Golf

ESPN Emerging Technology’s enhancement of golf visuals displayed at Open Championship

ESPN will utilize the Protracer ball-flight system on six holes during its Open Championship coverage this week. (Photo courtesy of Protracer)
ESPN will utilize the Protracer ball-flight system on six holes during its Open Championship coverage this week. (Photo courtesy of Protracer)

HOYLAKE, ENGLAND – Golf fans who watch coverage of the sport on television are used to seeing a now-familiar graphic that traces the flight of a golf ball from tee to land. Viewers can easily see if the tee shot flies straight down the fairway or makes an unfortunate turn right or left.

The Protracer system was originally only a replay graphic used by several television entities, but ESPN was the first network to use it in live shots, debuting at The Open Championship in 2010. During its four-day live coverage of this year’s Open at Royal Liverpool, which starts Thursday at 4 a.m. ET, ESPN will utilize the system on six holes at the seaside links course.

ESPN’s Emerging Technology group took the Protracer system to another level. In some instances, the shot could not be used because the camera was mounted on a tripod and was stationary, and if a golfer teed his ball too far to the right or left of the teebox, he or she wouldn’t be in the camera shot.
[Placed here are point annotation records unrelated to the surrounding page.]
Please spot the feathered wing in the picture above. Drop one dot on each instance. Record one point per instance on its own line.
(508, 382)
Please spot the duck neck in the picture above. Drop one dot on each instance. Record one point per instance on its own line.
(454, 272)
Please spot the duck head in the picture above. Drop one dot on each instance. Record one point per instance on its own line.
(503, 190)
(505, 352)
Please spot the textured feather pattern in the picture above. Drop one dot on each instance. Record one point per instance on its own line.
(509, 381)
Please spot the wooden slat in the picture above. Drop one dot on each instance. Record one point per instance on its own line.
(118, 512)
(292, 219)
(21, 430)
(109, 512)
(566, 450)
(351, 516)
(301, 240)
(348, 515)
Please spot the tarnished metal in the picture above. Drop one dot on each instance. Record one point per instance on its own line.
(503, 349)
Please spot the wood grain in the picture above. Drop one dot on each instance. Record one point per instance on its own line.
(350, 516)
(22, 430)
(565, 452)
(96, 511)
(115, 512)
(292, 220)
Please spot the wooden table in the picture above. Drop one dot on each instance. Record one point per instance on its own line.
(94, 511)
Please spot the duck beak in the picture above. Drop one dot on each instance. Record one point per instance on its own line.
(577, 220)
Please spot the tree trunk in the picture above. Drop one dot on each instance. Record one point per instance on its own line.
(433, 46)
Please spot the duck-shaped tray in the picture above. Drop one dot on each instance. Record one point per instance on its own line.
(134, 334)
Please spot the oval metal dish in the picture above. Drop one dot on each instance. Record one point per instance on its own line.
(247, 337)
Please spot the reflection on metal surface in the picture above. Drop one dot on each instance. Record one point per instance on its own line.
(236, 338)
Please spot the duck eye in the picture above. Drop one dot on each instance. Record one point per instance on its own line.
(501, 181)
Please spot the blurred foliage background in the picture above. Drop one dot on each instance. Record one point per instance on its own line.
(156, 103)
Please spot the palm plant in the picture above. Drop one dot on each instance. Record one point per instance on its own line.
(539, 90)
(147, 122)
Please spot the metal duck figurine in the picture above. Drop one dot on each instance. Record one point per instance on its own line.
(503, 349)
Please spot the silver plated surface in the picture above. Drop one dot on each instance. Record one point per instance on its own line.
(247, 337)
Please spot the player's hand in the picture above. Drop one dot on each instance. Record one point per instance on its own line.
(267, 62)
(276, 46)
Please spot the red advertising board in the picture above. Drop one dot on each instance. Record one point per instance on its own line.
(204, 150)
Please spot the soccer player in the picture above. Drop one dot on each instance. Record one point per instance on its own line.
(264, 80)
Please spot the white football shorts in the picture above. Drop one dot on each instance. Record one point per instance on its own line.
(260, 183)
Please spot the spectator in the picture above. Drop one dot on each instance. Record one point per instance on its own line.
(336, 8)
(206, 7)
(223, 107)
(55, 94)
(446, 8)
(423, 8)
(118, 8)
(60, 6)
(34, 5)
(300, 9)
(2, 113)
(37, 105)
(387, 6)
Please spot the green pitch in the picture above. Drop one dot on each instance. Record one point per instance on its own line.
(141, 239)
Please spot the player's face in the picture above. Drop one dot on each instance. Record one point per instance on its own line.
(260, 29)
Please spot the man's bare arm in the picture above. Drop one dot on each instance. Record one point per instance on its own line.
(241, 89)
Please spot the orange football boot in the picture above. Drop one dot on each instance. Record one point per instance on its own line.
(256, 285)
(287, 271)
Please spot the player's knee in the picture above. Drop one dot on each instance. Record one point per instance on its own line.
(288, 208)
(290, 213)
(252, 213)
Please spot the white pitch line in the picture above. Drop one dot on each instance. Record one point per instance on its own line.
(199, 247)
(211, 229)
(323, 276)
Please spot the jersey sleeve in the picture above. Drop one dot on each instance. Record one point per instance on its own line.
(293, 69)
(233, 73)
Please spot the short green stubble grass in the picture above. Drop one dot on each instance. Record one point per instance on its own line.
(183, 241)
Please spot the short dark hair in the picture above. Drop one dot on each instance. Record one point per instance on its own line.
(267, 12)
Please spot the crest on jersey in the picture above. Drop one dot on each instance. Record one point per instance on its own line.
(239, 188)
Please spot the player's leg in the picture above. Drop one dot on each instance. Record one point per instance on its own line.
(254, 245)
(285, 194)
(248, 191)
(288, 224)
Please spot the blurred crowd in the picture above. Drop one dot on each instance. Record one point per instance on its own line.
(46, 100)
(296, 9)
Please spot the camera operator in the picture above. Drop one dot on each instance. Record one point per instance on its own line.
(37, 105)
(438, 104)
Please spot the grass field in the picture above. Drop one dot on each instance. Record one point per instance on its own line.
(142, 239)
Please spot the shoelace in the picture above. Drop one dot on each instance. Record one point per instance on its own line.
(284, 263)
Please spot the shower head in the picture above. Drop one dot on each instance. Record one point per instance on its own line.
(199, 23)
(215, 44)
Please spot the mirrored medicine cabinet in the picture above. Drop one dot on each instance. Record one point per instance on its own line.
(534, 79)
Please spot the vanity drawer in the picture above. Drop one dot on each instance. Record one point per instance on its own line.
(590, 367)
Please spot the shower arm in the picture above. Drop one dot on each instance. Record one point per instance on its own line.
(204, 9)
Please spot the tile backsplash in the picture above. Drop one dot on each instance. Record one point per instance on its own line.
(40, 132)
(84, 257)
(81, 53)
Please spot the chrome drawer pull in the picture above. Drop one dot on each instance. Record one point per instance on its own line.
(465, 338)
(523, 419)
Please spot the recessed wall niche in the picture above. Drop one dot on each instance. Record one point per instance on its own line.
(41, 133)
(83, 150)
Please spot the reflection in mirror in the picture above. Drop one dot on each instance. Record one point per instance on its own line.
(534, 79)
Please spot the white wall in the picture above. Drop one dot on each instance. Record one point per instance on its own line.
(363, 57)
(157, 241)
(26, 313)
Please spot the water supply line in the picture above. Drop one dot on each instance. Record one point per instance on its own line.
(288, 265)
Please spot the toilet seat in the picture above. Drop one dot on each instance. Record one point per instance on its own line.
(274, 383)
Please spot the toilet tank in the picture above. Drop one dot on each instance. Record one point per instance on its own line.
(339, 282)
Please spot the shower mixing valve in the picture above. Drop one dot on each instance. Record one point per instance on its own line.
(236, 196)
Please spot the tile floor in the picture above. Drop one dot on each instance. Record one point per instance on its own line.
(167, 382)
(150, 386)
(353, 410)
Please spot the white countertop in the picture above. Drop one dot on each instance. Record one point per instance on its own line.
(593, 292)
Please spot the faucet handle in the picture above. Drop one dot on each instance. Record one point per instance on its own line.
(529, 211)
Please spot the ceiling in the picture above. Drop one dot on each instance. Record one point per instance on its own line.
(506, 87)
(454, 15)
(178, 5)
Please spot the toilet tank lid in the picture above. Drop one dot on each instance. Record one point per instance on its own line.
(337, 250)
The problem was solved by the development of a “rail cam” system.

“The rail cam allows us to position the camera at the best angle based on how each golfer lines up to tee off,” said Kim Bloomstone, ESPN associate operations manager. “It gives us an advantage over other broadcasters using the same technology provided by Protracer.”

Stephen Berntsen, senior technical specialist in ESPN Emerging Technology, said that his team worked with Protracer to make sure the camera for the rail cam was suitable for Protracer’s needs. The camera was light enough to move back and forth, and the completed system was a mobile, rugged weather-resistant solution.

After using one stationary camera in 2010 at The Open, ESPN came back in 2011 with one camera on a rail, then the current six in 2012.

“Protracer is vision-based, so it sees the ball at impact and it traces the ball’s path,” Berntsen said. “There’s no instrumentation. If it was an instrumented system with radar, if you moved the camera, you’d have to recalibrate every time. But if you move the camera and it’s vision-based, as long as it sees the ball, it works.”

Stephen Berntsen, senior technical specialist in ESPN Emerging Technology (l) and Kim Bloomstone, ESPN associate operations manager, stand in front of the “rail cam” system behind the 8th tee at Royal Liverpool (Andy Hall/ESPN)
ESPN’s Stephen Berntsen (l) and Kim Bloomstone stand in front of the “rail cam” system behind the 8th tee at Royal Liverpool.